Fahrzeugumgebungs-Überwachungsvorrichtung mit einem Computer, wobei der Computer durchführt:

einen Objektextraktionsprozess (17, S51) zum Extrahieren eines Objekts, das sich in einem Bildbereich einer an einem Fahrzeug (10) angebrachten Kamera (2R, 2L) befindet, aus einem von der Kamera (2R, 2L) aufgenommenen Bild;

einen Objekttyp-Bestimmungsprozess (S31, S32, S33, S34, S35) zum Bestimmen des Typs des extrahierten Objekts basierend auf dem Bild des Objekts in dem aufgenommenen Bilds; und

einen Vertikalsymmetrie-Bestimmungsprozess (S33) zum Bestimmen, ob der vertikale Symmetriegrad des extrahierten Objekts hoch oder niedrig ist, basierend auf dem Bild des Objekts in dem aufgenommenen Bild,

wobei der vom Computer durchgeführte Objekttypbestimmungsprozess (S31, S32, S33, S34, S35) einen Prozess (S33, S33a, S33b) zum Bestimmen des Typs des extrahierten Objekts zumindest basierend auf dem Bestimmungsergebnis der Vertikalsymmetrie-Bestimmungsprozess (S33) enthält.
Fahrzeug (10), das mit der Fahrzeugumgebungs-Überwachungsvorrichtung gemäß Anspruch 1 ausgestattet ist. Fahrzeug (10), das mit der Fahrzeugumgebungs-Überwachungsvorrichtung gemäß Anspruch 6 ausgestattet ist.

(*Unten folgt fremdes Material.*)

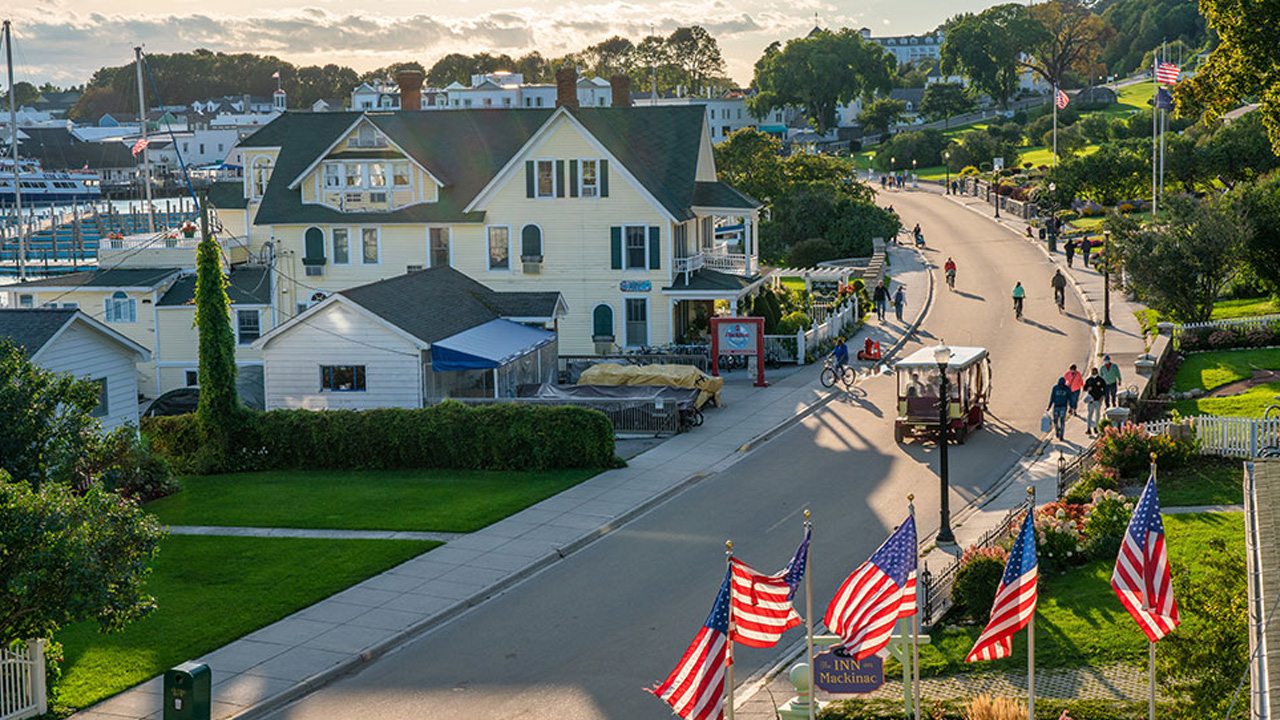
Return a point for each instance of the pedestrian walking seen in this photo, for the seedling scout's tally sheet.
(1074, 382)
(1059, 402)
(1110, 373)
(1095, 393)
(880, 297)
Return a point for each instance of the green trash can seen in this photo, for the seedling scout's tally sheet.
(187, 692)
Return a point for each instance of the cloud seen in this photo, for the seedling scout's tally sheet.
(64, 46)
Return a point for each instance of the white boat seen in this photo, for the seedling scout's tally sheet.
(41, 188)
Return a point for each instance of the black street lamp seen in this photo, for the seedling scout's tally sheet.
(942, 355)
(1106, 278)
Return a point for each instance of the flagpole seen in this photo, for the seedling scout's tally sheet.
(1151, 650)
(1031, 636)
(808, 609)
(915, 620)
(1055, 124)
(1155, 123)
(728, 643)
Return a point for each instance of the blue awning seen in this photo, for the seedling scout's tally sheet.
(490, 345)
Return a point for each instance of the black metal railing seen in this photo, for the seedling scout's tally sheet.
(1069, 470)
(935, 588)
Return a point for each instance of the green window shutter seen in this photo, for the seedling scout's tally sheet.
(314, 247)
(602, 320)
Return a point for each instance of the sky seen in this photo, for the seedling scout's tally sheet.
(64, 41)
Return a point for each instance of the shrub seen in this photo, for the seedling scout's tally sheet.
(1091, 481)
(1128, 449)
(986, 707)
(126, 464)
(1107, 515)
(449, 434)
(976, 583)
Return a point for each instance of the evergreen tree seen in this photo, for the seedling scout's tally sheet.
(219, 402)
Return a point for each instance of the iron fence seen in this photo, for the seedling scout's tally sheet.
(936, 587)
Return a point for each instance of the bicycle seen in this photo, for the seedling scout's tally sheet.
(828, 377)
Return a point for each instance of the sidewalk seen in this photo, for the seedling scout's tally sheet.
(1038, 469)
(291, 657)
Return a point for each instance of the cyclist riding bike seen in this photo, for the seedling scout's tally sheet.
(1059, 283)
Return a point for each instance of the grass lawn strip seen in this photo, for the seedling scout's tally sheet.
(211, 591)
(448, 501)
(1251, 404)
(1079, 621)
(1247, 308)
(1208, 370)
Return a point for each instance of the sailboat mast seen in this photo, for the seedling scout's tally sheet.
(146, 151)
(13, 147)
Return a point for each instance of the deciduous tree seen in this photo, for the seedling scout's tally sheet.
(69, 559)
(821, 72)
(1183, 263)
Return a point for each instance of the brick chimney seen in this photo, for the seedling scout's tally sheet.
(620, 86)
(411, 89)
(566, 87)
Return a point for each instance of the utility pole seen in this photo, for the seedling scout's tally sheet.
(146, 151)
(13, 149)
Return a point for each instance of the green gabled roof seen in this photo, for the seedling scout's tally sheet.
(465, 149)
(720, 195)
(657, 144)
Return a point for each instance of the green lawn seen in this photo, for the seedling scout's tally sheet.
(1202, 481)
(211, 591)
(1251, 404)
(1079, 621)
(455, 501)
(1208, 370)
(1228, 309)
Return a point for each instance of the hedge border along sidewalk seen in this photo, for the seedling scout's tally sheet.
(446, 436)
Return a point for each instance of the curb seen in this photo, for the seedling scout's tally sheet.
(351, 665)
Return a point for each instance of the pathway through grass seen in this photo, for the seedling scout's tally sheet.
(211, 591)
(449, 501)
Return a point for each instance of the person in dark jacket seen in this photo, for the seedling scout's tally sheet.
(880, 297)
(1095, 392)
(1059, 402)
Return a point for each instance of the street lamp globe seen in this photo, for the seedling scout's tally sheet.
(942, 354)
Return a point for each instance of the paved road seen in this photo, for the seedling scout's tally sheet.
(581, 638)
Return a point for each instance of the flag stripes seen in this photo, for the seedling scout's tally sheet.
(1142, 579)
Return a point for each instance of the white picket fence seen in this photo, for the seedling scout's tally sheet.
(1239, 324)
(1230, 437)
(22, 680)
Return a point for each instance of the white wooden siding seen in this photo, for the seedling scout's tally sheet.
(341, 336)
(91, 355)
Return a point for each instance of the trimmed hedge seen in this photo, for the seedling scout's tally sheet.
(447, 436)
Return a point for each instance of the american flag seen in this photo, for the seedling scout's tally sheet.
(695, 688)
(1015, 598)
(1141, 578)
(762, 604)
(880, 591)
(1166, 73)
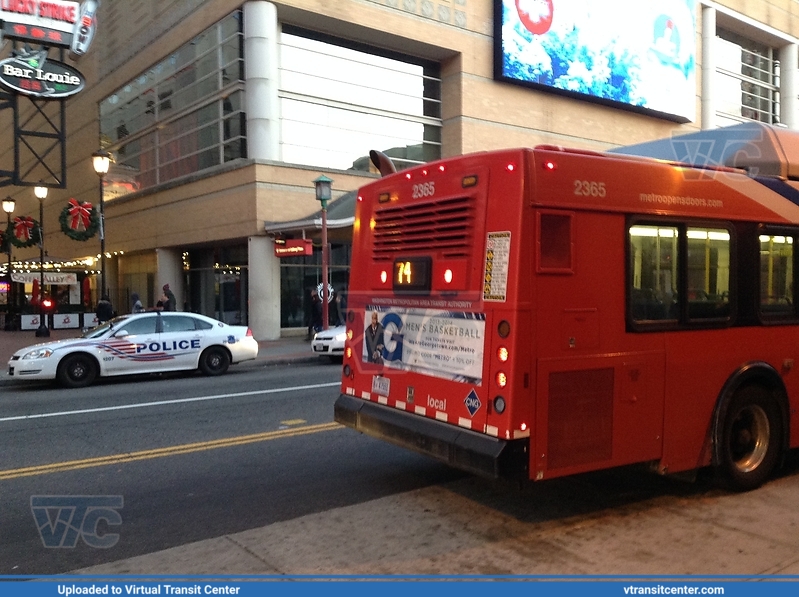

Fahrzeugumgebungs-Überwachungsverfahren, umfassend:

einen Schritt (S51) zum Extrahieren eines Objekts, das sich in einem Aufnahmebereich einer an einem Fahrzeug (10) angebrachten Kamera (2R, 2L) befindet, aus einem von der Kamera (2R, 2L) aufgenommenen Bild;

einen Schritt (S31, S32, S33, S34, S35) zum Bestimmen des Typs des extrahierten Objekts basierend auf dem Bild des Objekts in dem aufgenommenen Bild; und

einem Schritt (S33) zur Bestimmung, ob der vertikale Symmetriegrad des extrahierten Objekts hoch oder niedrig ist, basierend auf dem Bild des Objekts in dem aufgenommenen Bild,

wobei der Schritt (S31, S32, S33, S34, S35) der Bestimmung des Typs des extrahierten Objekts zumindest den Schritt (S33, S33a, S33b) zur Bestimmung des Typs des Objekts basierend auf dem Ergebnis der Bestimmung, ob der vertikale Symmetriegrad hoch oder niedrig ist, enthält.
Fahrzeugumgebungs-Überwachungsprogramm, das die Funktionen hat, zu veranlassen, dass ein Computer durchführt:

einen Prozess (S51) zum Extrahieren eines Objekts, das sich in einem Aufnahmebereich einer an einem Fahrzeug (10) angebrachten Bildaufnahmevorrichtung (2R, 2L) befindet, aus einem von der Bildaufnahmevorrichtung (2R, 2L) aufgenommenen Bild;

einen Prozess (S31, S32, S33, S34, S35) zur Bestimmung des Typs des extrahierten Objekts basierend auf dem Bild des Objekts in dem aufgenommenen Bild;

einen Prozess (S33) zur Bestimmung, ob der vertikale Symmetriegrad des extrahierten Objekts hoch oder niedrig ist, basierend auf dem Bild des Objekts in dem aufgenommenen Bild; und

sowie einen Prozess (S33, S33a, S33b) zur Bestimmung des Typs des Objekts zumindest basierend auf dem Bestimmungsergebnis des vertikalen Symmetriegrads.